La plupart des ingrédients les plus célèbres utilisés dans la cuisine indienne typique ne sont pas originaires de l’Inde.

La plupart des ingrédients les plus célèbres utilisés dans la cuisine indienne typique ne sont pas originaires de l’Inde.

J’étais dans une cuisine étroite à Mumbai, l’une des villes les plus modernes de l’Inde, en train de regarder un ancien repas indien préparé sur des récipients en terre cuite.

Des ustensiles faits de feuilles, de bois et de métal étaient éparpillés dans la cuisine. La nourriture était préparée en utilisant uniquement des ingrédients indigènes du sous-continent, ce qui signifiait qu’il manquait la finesse du piment (originaire du Mexique) et l’amidon des pommes de terre (importées d’Amérique du Sud).

« Ni choux, ni choux, ni choux-fleurs, ni pois, ni carottes « , a déclaré Kasturirangan Ramanujam, l’un des cuisiniers qui prépare le repas. Mais cela ne l’empêchera pas de faire un festin élaboré pour ma famille qui comprendra du riz, du saatramumudu de type mulligatawny, de la sauce kuzhambu riche en protéines et un choix étonnant de légumes et de collations.

C’est le repas de shraadha que mangent de nombreuses familles hindoues du sud de l’Inde à l’occasion de l’anniversaire de la mort de proches parents – dans ce cas, l’anniversaire du décès de mon beau-père. Bien que l’on pense que la fête nourrit les ancêtres des familles disparues, elle a involontairement créé un souvenir vivant de l’histoire culinaire de la région, car elle est faite entièrement de recettes et d’ingrédients qui existent sur le sous-continent depuis au moins un millénaire.

Dans un pays célèbre pour ses caris rouges à base de tomates (introduits par les Portugais) et la texture de son naan (d’Asie centrale), la plupart des ingrédients les plus célèbres qui entrent dans la composition des plats typiquement indiens ne sont en fait pas originaires d’Inde.

Les pommes de terre, les tomates, les choux-fleurs, les carottes et les pois, qui sont aujourd’hui des aliments de base de la cuisine indienne contemporaine, sont arrivés relativement récemment dans le sous-continent. D’après les récits de la fin du XVIIIe siècle, les Hollandais auraient importé des pommes de terre en Inde principalement pour nourrir d’autres Européens. Aujourd’hui, cependant, les pommes de terre sont bouillies, cuites au four, rôties, farcies et frites dans presque toutes les cuisines indiennes.

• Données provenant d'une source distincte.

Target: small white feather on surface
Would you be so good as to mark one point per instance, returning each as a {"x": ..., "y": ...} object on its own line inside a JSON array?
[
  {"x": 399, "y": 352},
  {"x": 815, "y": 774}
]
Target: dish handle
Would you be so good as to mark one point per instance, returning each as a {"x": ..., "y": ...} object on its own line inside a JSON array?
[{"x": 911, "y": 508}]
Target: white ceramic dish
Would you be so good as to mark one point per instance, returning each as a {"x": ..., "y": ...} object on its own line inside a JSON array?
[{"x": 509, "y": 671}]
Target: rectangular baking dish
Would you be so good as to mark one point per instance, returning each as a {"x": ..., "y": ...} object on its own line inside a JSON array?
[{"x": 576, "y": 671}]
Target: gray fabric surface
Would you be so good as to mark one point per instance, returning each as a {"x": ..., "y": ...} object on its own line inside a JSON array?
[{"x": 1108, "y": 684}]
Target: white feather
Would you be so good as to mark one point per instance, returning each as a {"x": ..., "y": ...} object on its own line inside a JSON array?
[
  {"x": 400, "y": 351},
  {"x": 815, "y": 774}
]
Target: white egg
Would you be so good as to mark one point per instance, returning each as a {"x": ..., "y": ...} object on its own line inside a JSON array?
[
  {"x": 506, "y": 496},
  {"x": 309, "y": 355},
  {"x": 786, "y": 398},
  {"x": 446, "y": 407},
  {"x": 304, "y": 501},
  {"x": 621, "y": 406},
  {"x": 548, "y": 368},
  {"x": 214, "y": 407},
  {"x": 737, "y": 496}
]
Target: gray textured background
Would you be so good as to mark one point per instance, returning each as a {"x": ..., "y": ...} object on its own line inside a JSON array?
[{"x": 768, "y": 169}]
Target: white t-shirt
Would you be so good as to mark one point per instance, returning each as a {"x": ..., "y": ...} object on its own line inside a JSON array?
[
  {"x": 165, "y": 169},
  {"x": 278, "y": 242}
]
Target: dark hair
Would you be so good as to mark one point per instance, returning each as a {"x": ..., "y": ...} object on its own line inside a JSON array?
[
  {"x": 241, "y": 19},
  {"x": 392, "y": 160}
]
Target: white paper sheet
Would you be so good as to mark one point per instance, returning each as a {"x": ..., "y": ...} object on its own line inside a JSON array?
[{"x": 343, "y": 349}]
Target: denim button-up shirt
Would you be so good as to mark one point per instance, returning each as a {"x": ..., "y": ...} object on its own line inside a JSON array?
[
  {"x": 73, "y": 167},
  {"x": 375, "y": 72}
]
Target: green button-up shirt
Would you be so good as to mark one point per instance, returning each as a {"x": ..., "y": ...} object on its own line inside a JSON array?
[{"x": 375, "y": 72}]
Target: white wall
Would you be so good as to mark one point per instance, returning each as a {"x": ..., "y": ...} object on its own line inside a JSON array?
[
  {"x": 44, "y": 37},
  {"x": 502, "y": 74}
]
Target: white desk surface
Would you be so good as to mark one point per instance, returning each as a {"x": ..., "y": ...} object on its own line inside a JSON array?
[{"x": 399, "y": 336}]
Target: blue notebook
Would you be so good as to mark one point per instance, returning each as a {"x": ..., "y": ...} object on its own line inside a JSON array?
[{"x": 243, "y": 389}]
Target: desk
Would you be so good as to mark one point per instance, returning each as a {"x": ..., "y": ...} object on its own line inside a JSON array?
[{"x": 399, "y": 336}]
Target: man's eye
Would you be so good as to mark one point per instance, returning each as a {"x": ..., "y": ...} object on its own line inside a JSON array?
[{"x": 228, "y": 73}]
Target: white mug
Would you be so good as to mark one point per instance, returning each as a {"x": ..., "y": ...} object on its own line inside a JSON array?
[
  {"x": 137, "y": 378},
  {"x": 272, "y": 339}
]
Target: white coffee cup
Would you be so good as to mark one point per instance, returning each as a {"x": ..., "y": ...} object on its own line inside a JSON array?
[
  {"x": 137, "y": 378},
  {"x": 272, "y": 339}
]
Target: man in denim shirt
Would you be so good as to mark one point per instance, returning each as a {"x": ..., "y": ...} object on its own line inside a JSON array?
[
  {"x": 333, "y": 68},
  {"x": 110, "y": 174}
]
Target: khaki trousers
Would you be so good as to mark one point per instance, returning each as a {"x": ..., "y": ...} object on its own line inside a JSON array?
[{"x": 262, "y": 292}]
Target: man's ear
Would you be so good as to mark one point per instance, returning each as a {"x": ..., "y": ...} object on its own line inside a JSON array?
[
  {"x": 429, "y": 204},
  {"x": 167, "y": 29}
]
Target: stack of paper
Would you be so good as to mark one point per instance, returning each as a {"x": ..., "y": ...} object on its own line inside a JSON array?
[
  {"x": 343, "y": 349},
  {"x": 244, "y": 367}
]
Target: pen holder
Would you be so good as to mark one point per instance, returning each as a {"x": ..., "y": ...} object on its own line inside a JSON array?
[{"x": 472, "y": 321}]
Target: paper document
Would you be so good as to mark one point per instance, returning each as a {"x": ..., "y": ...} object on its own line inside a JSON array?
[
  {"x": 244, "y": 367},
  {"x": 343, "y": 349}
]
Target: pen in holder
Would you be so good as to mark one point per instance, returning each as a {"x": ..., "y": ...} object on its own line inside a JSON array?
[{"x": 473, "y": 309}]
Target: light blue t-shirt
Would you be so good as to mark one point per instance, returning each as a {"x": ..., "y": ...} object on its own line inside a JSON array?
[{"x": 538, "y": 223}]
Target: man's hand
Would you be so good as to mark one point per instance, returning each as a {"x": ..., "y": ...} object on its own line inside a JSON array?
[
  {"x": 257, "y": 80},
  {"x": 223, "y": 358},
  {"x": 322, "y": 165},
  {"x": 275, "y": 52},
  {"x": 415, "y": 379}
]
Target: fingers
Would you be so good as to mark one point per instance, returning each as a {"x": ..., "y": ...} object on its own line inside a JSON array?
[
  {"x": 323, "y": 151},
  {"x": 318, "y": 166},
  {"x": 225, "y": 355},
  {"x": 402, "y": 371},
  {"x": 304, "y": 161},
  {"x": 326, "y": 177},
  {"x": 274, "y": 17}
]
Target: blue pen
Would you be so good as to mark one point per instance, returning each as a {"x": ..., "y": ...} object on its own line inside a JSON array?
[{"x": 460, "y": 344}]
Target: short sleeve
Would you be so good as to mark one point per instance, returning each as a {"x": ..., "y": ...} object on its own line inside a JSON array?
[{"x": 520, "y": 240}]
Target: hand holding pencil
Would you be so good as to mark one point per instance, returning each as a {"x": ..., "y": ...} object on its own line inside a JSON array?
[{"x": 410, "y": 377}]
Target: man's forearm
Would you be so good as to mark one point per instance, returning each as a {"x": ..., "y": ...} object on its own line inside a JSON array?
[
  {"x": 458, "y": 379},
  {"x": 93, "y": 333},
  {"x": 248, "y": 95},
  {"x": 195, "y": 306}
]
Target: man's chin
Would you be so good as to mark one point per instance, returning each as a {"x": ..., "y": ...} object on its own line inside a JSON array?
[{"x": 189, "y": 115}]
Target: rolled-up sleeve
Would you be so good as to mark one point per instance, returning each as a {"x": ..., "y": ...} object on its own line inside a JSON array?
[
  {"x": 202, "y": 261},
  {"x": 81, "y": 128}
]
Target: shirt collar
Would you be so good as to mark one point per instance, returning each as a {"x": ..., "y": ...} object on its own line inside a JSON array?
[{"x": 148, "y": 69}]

Le regretté historien indien de l’alimentation K T Achaya croyait que les piments arrivaient probablement du Mexique par l’explorateur portugais Vasco da Gama et répondait à un besoin profondément ressenti d’une épice piquante qui pouvait être cultivée dans toutes les régions du pays sans avoir besoin d’autant de pluie que le poivre.

Et selon Ruchi Srivastava, producteur de l’émission de télévision indienne The Curries of India, « Toutes les cuisines indiennes ont adopté la tomate. » L’usine est arrivée en Inde par un itinéraire détourné – de l’Amérique du Sud à l’Europe du Sud, puis à l’Angleterre et enfin à l’Inde au XVIe siècle grâce aux Britanniques. Srivastava affirme que les restaurants et les hôtels ont popularisé la sauce au curry rouge en tant qu' »indienne » au cours des 100 dernières années. « Cela a maintenant commencé à changer le palais des gens, dit-elle. « Pour ceux qui ne connaissent pas bien la cuisine indienne, la sauce oignon-tomate est devenue un classique. »

Cependant, la nourriture consommée après le rite religieux de la shraadha met en valeur la biodiversité indigène du sous-continent indien. C’est un riche mélange de mangues vertes, de bananes crues, de fèves en grappes et de fèves, de patates douces, de tiges de bananes, de racines de taro et d’un succulent pirandai (raisin du monde). Ces ingrédients sont aromatisés au poivre, au cumin et au sel, tandis que le mung dal jaune doux fournit une grande partie des protéines.